Et à quoi est-il tenu? à conserver les observances les plus contradictoires, les plus absurdes que des législateurs, des tyrans ou des fous peuvent lui imposer sous la forme du serment.

Il faut convenir qu'il y a quelque chose de bien éventuel dans l'obligation qu'on prétend imposer au Tout-Puissant. Aussi long-temps que le serment est observé, il n'a rien à faire. Mais dès qu'il est enfreint, sa tâche commence; et cette tâche consiste à infliger à l'infracteur une punition qui n'est d'aucun effet pour l'exemple, puisque personne ne l'aperçoit.

La punition étant infligée, dit-on, par un juge tout puissant et infaillible, sera exactement proportionnée au délit.

Fort bien; mais où est le délit? Ce n'est pas l'acte destiné à être empêché par le serment. Car cet acte peut être indifférent et même méritoire; et s'il est criminel, il devrait être puni indépendamment du serment. Le seul délit est donc la profanation de la cérémonie ; et la profanation est la même, soit que l'acte ait un caractère de moralité ou d'immoralité.

En vain voudrait-on, dans certains cas particuliers, prouver la moralité du serment par la moralité de la loi que le serment doit perpétuer. Nos objections tombent sur le principe lui-même, sur l'idée d'employer un moyen si peu convenable.

On n'a aucune garantie qui empêche qu'il ne soit employé pour les mesures les plus nuisibles, comme pour les mesures les plus salutaires.
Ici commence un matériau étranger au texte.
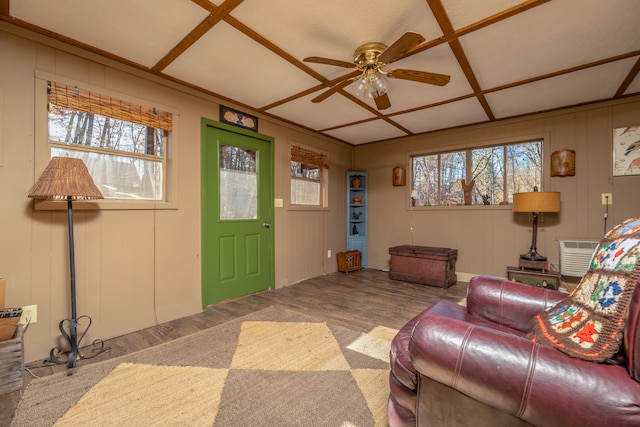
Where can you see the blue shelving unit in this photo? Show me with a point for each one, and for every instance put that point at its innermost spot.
(357, 216)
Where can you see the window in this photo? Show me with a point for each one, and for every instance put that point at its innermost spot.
(123, 144)
(497, 171)
(308, 177)
(238, 183)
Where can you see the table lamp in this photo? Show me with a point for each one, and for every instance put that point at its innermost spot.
(534, 203)
(67, 179)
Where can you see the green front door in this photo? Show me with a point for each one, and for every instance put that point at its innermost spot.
(237, 212)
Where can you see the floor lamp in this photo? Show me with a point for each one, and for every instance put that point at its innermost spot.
(534, 203)
(67, 179)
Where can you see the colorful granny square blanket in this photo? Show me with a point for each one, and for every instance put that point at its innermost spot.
(589, 323)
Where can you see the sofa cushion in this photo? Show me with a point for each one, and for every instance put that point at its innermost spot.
(589, 324)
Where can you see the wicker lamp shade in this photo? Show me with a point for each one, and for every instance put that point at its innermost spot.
(537, 201)
(65, 178)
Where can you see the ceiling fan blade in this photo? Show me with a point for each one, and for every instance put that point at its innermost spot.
(328, 61)
(327, 93)
(419, 76)
(401, 46)
(382, 101)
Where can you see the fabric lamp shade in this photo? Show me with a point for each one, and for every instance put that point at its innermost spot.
(537, 201)
(65, 178)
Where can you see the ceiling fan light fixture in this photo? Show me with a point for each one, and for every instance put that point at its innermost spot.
(371, 84)
(380, 84)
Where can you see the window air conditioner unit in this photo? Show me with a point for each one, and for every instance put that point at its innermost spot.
(575, 256)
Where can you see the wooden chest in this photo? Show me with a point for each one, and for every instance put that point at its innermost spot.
(349, 261)
(424, 265)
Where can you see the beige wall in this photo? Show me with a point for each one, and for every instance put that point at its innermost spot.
(489, 238)
(134, 267)
(139, 267)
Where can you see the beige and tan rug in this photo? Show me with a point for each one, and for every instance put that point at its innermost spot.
(271, 368)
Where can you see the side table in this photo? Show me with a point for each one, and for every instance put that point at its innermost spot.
(540, 278)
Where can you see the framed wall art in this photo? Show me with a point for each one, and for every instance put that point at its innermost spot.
(238, 118)
(626, 151)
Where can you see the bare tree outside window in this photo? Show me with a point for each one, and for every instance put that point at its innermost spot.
(124, 154)
(498, 172)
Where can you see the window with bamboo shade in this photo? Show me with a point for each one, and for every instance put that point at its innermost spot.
(308, 177)
(123, 144)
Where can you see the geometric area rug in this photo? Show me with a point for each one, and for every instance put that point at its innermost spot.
(273, 367)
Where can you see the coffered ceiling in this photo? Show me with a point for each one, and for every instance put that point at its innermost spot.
(505, 57)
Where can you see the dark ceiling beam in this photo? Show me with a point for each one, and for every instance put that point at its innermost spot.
(217, 14)
(633, 73)
(447, 29)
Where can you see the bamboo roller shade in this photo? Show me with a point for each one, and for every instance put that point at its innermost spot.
(309, 157)
(92, 102)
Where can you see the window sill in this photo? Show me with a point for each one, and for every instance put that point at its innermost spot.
(103, 205)
(461, 207)
(307, 208)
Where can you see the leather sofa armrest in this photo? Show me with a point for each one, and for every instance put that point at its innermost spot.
(534, 382)
(508, 303)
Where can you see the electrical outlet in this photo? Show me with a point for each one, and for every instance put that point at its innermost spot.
(29, 311)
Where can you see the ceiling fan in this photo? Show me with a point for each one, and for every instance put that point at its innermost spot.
(371, 81)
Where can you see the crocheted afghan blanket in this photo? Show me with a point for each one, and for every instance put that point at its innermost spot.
(589, 323)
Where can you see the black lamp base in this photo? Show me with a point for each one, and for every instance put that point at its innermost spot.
(533, 256)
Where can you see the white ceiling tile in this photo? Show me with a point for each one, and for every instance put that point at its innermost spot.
(248, 73)
(334, 111)
(538, 42)
(137, 30)
(444, 116)
(466, 12)
(334, 28)
(376, 130)
(569, 89)
(405, 94)
(548, 37)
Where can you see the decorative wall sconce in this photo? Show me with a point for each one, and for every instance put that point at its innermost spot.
(399, 177)
(563, 163)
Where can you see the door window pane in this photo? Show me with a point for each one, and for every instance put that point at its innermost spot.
(238, 183)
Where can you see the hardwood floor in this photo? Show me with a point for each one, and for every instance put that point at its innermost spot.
(359, 301)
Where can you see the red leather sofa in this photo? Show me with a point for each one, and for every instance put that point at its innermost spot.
(473, 366)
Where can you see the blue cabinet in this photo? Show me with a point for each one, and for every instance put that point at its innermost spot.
(357, 216)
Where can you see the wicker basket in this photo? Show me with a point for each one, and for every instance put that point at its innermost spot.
(349, 261)
(12, 363)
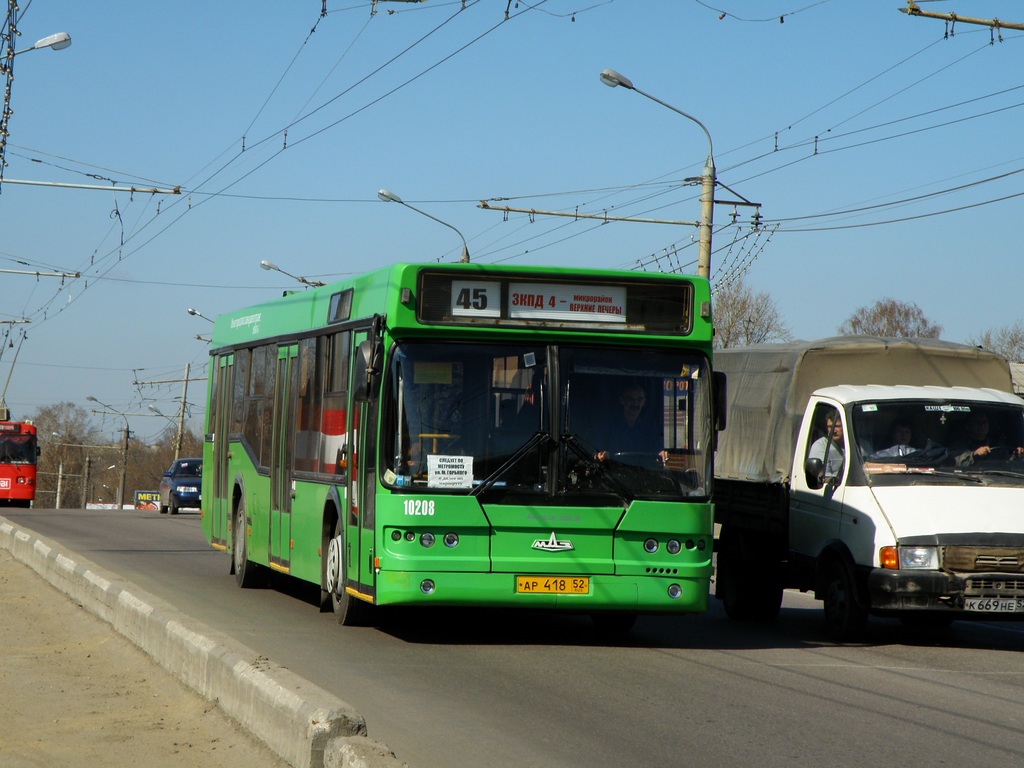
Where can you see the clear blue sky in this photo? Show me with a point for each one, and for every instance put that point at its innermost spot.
(877, 144)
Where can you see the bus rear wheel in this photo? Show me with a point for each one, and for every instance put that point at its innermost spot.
(246, 571)
(349, 610)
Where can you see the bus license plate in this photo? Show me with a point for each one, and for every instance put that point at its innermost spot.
(994, 604)
(552, 585)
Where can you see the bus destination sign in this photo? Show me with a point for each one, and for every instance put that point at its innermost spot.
(540, 301)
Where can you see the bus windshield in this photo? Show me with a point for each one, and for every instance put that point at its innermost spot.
(17, 449)
(572, 422)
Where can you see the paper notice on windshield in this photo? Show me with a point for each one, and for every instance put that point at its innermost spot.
(450, 471)
(877, 468)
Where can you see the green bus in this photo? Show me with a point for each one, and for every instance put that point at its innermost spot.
(470, 434)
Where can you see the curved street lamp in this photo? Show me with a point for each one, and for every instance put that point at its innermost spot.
(198, 313)
(389, 197)
(708, 179)
(270, 265)
(57, 41)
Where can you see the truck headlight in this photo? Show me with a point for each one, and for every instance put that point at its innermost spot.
(919, 558)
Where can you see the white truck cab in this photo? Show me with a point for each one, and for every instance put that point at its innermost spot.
(886, 499)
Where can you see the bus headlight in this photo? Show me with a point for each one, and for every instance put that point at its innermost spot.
(919, 558)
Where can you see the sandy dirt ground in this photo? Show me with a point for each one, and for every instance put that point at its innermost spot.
(75, 692)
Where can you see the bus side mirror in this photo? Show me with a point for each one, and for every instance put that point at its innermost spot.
(369, 367)
(719, 400)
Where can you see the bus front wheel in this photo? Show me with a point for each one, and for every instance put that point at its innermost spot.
(350, 611)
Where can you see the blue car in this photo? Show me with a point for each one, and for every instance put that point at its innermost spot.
(180, 485)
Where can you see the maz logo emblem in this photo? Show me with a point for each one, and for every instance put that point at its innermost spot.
(552, 544)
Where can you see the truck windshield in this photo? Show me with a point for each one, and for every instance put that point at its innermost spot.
(929, 436)
(569, 422)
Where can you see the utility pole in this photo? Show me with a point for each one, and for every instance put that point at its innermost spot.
(912, 9)
(181, 415)
(85, 481)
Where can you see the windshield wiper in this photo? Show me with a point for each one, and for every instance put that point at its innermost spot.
(598, 470)
(488, 481)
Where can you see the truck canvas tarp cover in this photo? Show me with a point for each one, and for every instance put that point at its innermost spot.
(770, 384)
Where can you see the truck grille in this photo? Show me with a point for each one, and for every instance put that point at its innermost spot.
(983, 559)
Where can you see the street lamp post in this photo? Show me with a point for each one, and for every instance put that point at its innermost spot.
(389, 197)
(55, 42)
(124, 452)
(708, 178)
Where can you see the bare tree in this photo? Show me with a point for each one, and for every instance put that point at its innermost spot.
(890, 317)
(71, 455)
(1007, 340)
(77, 461)
(744, 316)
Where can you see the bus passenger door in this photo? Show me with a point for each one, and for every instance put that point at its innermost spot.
(282, 455)
(218, 507)
(361, 438)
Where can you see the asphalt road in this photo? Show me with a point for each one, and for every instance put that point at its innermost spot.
(489, 688)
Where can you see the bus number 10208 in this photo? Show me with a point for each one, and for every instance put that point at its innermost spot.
(419, 506)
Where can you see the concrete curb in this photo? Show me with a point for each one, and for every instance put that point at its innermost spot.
(302, 723)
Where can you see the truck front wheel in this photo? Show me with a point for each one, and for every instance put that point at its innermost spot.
(845, 619)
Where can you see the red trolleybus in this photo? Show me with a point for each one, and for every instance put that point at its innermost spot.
(17, 463)
(461, 434)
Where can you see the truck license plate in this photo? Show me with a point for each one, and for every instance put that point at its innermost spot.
(552, 585)
(994, 604)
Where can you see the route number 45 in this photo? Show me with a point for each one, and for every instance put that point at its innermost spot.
(472, 298)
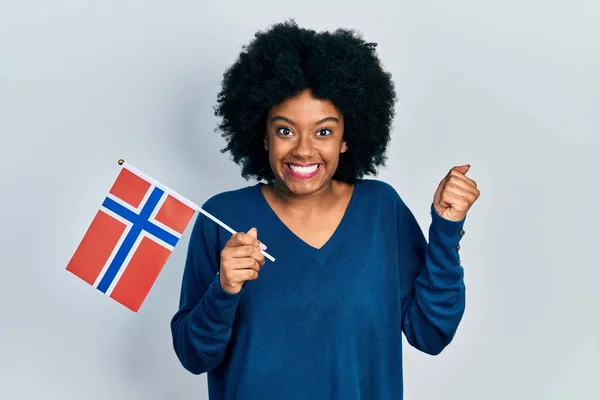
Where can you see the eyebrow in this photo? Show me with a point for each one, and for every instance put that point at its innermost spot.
(289, 121)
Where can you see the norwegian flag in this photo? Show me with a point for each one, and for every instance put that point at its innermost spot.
(131, 237)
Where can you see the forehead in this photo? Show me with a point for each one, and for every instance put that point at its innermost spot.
(305, 107)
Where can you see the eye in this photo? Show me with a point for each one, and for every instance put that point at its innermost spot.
(284, 131)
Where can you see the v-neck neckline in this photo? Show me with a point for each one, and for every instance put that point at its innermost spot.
(320, 255)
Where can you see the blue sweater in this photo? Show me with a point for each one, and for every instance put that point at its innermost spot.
(319, 323)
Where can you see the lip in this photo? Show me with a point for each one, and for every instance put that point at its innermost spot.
(289, 171)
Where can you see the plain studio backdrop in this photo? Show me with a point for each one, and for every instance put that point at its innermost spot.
(510, 87)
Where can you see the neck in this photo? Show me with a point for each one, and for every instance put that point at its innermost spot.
(304, 207)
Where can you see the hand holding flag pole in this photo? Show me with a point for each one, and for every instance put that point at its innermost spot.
(132, 235)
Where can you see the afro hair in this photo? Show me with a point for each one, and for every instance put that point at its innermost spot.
(285, 60)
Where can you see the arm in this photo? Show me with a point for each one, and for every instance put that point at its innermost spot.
(202, 326)
(434, 291)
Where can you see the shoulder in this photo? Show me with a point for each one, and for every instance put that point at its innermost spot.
(380, 191)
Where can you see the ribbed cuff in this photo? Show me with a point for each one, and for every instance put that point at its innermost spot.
(445, 230)
(220, 304)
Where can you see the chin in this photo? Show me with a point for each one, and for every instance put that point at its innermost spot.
(303, 181)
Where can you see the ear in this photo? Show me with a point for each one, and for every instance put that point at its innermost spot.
(344, 147)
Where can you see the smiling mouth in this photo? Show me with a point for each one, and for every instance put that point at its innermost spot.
(305, 171)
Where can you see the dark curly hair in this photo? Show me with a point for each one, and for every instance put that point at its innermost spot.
(285, 60)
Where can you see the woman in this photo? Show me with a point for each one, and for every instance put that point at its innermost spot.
(309, 114)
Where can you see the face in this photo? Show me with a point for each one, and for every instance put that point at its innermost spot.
(304, 137)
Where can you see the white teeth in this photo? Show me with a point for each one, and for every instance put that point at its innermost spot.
(304, 170)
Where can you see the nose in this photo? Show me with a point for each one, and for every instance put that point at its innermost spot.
(303, 148)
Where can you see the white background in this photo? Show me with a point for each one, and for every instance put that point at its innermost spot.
(510, 87)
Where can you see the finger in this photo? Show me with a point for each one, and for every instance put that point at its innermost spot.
(461, 183)
(458, 175)
(239, 276)
(247, 252)
(244, 263)
(243, 275)
(459, 193)
(242, 239)
(456, 201)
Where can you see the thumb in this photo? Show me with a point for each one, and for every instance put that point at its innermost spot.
(252, 232)
(463, 169)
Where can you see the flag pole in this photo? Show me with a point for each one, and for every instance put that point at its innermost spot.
(219, 222)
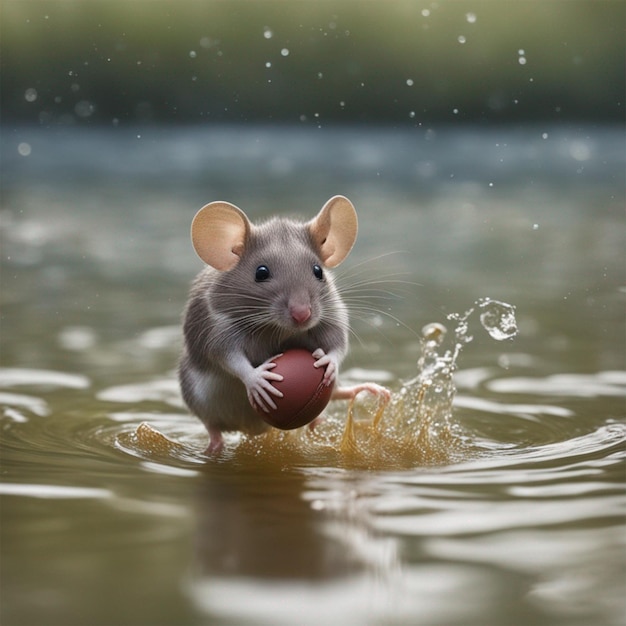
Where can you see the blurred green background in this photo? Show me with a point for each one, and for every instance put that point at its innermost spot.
(312, 62)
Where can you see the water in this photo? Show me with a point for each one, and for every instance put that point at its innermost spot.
(506, 505)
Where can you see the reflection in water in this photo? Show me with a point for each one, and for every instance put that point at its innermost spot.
(507, 509)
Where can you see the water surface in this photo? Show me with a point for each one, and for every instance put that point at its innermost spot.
(511, 512)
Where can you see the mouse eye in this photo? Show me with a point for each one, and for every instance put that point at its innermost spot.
(262, 273)
(318, 272)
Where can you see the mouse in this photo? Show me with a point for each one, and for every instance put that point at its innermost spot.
(266, 288)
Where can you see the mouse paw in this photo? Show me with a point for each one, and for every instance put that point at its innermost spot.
(348, 393)
(260, 389)
(329, 362)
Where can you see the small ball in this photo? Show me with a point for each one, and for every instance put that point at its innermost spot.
(305, 396)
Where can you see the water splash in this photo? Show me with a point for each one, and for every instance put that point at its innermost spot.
(414, 428)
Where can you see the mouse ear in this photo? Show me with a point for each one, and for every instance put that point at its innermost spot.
(334, 230)
(219, 232)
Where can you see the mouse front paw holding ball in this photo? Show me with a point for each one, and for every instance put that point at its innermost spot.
(265, 307)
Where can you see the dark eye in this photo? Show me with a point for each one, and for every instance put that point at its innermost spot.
(262, 273)
(317, 272)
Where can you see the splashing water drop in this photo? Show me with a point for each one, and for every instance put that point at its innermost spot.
(497, 318)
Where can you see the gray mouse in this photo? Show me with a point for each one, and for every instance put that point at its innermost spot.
(267, 288)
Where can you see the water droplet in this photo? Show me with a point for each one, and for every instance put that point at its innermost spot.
(497, 318)
(84, 108)
(434, 332)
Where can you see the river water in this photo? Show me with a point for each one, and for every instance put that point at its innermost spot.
(506, 507)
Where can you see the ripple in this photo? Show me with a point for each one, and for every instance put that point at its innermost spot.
(596, 385)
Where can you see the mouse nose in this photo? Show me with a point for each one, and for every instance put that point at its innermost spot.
(300, 313)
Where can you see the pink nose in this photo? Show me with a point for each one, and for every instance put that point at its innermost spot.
(300, 313)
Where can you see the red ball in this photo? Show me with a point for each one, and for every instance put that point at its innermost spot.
(304, 394)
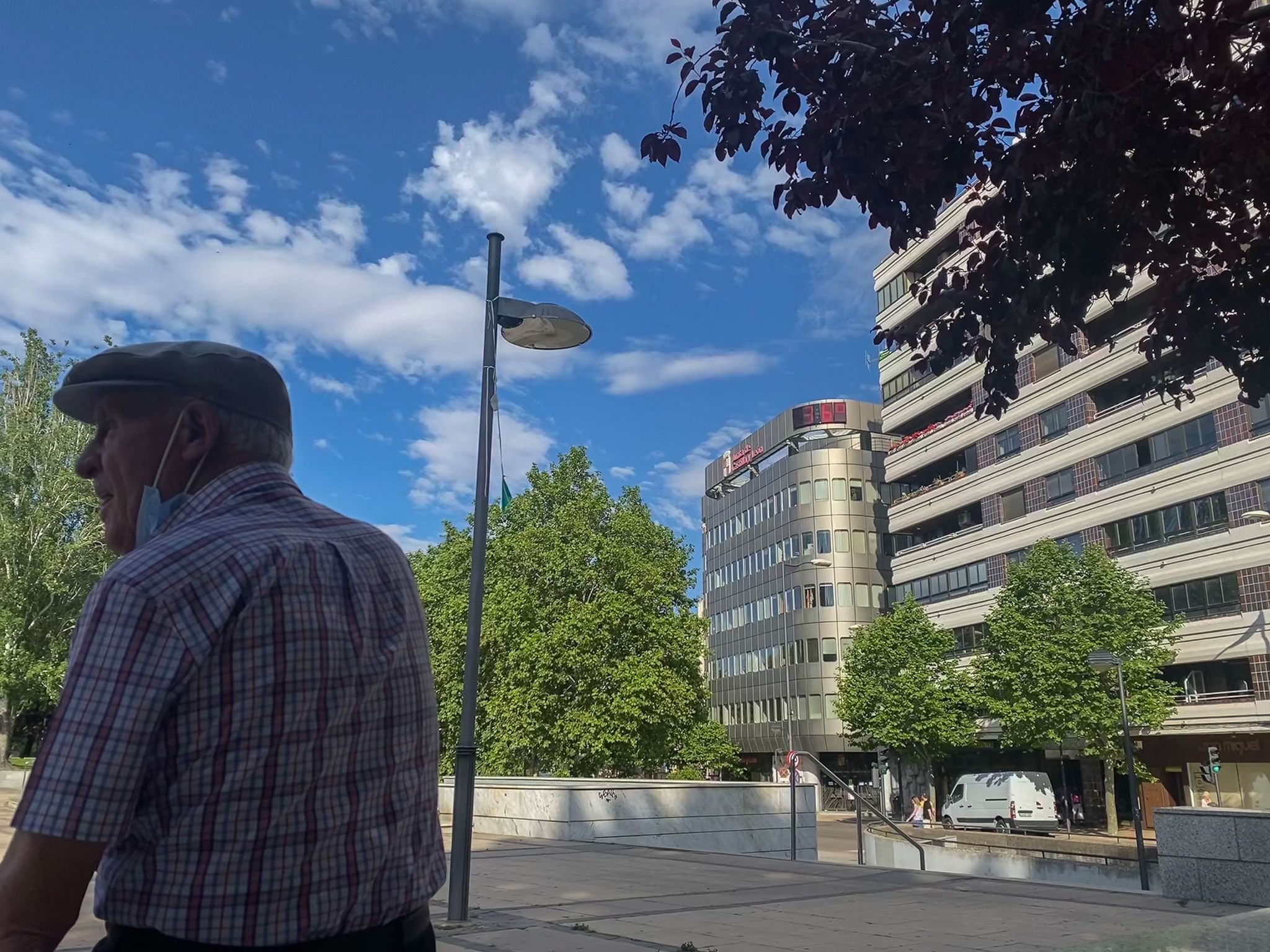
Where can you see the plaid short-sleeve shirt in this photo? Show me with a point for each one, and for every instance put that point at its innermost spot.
(248, 721)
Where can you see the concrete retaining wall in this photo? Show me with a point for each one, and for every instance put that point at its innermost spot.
(1215, 855)
(750, 819)
(973, 860)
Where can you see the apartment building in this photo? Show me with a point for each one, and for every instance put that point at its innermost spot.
(793, 532)
(1080, 457)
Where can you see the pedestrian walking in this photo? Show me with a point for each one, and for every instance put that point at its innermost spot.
(246, 749)
(918, 813)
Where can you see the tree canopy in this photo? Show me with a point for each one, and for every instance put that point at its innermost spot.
(591, 648)
(901, 689)
(1100, 140)
(1054, 610)
(51, 540)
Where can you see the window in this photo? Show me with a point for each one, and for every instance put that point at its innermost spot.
(1013, 505)
(968, 638)
(1176, 443)
(1061, 485)
(950, 584)
(1198, 599)
(1053, 421)
(1008, 442)
(1046, 361)
(1176, 522)
(1259, 416)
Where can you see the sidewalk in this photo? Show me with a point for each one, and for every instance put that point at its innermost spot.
(557, 896)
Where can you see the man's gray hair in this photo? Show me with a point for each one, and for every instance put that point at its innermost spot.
(254, 438)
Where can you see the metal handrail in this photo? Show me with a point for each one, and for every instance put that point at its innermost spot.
(860, 801)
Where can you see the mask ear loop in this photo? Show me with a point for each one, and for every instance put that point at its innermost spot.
(163, 461)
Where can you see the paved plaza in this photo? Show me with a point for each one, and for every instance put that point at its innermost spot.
(556, 896)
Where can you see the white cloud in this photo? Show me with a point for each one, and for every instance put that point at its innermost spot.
(619, 156)
(226, 184)
(79, 260)
(683, 482)
(553, 93)
(404, 536)
(585, 268)
(498, 174)
(639, 371)
(329, 385)
(630, 202)
(539, 43)
(448, 452)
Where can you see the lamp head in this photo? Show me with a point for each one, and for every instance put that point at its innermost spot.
(540, 327)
Passons maintenant à l'examen d'un cas particulier, dans lequel ce sophisme a servi à perpétuer des abus.

Parmi les statuts passés dans le premier parlement de Guillaume et Marie, il en est un intitulé acte pour instituer le serment du couronnement.

Voici les formalités de la cérémonie. L'archevêque ou l'évêque adresse au monarque certaines questions; et ce sont les réponses à ces questions qui constituent le serment.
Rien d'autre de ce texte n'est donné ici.